This is the third in a series of Brain Awareness Week partner interviews, in which partners share their BAW experiences and tips for planning successful events. Michael A. Burman, Ph.D., is a an associate professor at the University of New England in Maine, the K-12 outreach coordinator at its Center for Excellence in the Neurosciences, and also a member of the Dana Alliance.
Through the Center for Excellence in the Neurosciences (CEN) at the University of New England, you regularly work with students in grades K-12 to encourage interest in STEM disciplines. How do you expand this effort during Brain Awareness Week (BAW)?
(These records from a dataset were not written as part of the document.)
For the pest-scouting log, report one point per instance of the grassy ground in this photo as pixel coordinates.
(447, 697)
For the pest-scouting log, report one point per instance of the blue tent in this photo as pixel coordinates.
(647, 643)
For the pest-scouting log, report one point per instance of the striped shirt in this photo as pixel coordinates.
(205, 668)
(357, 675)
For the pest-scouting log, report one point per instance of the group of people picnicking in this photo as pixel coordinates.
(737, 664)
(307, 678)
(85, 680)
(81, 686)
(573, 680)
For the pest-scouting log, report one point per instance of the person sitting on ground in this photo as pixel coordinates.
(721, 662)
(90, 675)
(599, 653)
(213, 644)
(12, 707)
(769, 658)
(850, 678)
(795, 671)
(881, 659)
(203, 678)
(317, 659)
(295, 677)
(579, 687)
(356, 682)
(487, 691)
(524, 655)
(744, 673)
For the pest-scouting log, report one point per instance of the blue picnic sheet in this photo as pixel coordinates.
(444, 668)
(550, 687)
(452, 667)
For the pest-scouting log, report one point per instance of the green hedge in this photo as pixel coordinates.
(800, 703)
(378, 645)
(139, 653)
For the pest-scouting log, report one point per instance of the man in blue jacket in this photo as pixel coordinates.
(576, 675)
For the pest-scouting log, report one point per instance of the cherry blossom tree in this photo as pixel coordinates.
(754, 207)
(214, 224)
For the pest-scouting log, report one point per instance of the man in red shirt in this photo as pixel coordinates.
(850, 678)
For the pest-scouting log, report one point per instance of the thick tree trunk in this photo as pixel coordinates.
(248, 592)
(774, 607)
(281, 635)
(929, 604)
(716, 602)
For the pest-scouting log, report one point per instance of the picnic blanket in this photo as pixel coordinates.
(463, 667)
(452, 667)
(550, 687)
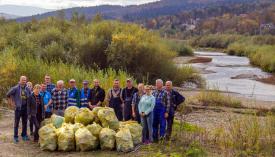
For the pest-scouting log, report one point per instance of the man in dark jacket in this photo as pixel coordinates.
(127, 97)
(97, 95)
(19, 98)
(175, 99)
(36, 110)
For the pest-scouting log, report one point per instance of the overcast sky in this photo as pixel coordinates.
(58, 4)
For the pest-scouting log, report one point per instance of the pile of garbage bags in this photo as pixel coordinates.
(85, 130)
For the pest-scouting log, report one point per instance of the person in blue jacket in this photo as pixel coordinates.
(84, 95)
(161, 111)
(73, 94)
(46, 97)
(176, 99)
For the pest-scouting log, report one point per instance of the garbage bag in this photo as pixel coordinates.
(108, 118)
(48, 137)
(66, 138)
(94, 129)
(124, 141)
(57, 120)
(85, 141)
(46, 122)
(70, 114)
(136, 131)
(77, 126)
(84, 116)
(107, 139)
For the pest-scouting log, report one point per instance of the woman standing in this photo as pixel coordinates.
(146, 106)
(135, 102)
(36, 110)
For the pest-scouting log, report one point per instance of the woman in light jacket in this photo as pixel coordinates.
(146, 106)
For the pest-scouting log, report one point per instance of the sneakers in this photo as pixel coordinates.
(15, 140)
(25, 138)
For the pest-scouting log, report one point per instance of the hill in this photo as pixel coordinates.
(137, 12)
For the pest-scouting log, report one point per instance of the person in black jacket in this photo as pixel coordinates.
(175, 99)
(36, 110)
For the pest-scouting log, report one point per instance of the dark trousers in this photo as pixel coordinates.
(48, 114)
(36, 126)
(20, 114)
(170, 121)
(127, 111)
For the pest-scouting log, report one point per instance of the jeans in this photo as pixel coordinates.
(147, 124)
(20, 114)
(36, 125)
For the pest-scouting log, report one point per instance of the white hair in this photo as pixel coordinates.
(60, 82)
(159, 80)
This is a great question. We really like doing outreach work. We think it’s important for both local K-12 students’ STEM education and for the long-term viability of our programs. Public support is critical for science and reaching out to the public helps raise awareness of the great things going on at the University of New England (UNE). However, Brain Awareness Week typically falls over our spring break, which makes staffing events somewhat challenging. Thus, we’ve adopted a two-fold approach. First, we engage in year-round outreach. Our 45-50 volunteers make an average of two visits a week to local schools throughout our academic year. These visits can range from a single classroom to seeing an entire 1,400 student school over the course of a day or two. This is really our “bread and butter.” We reached over 4,000 students last year in this way.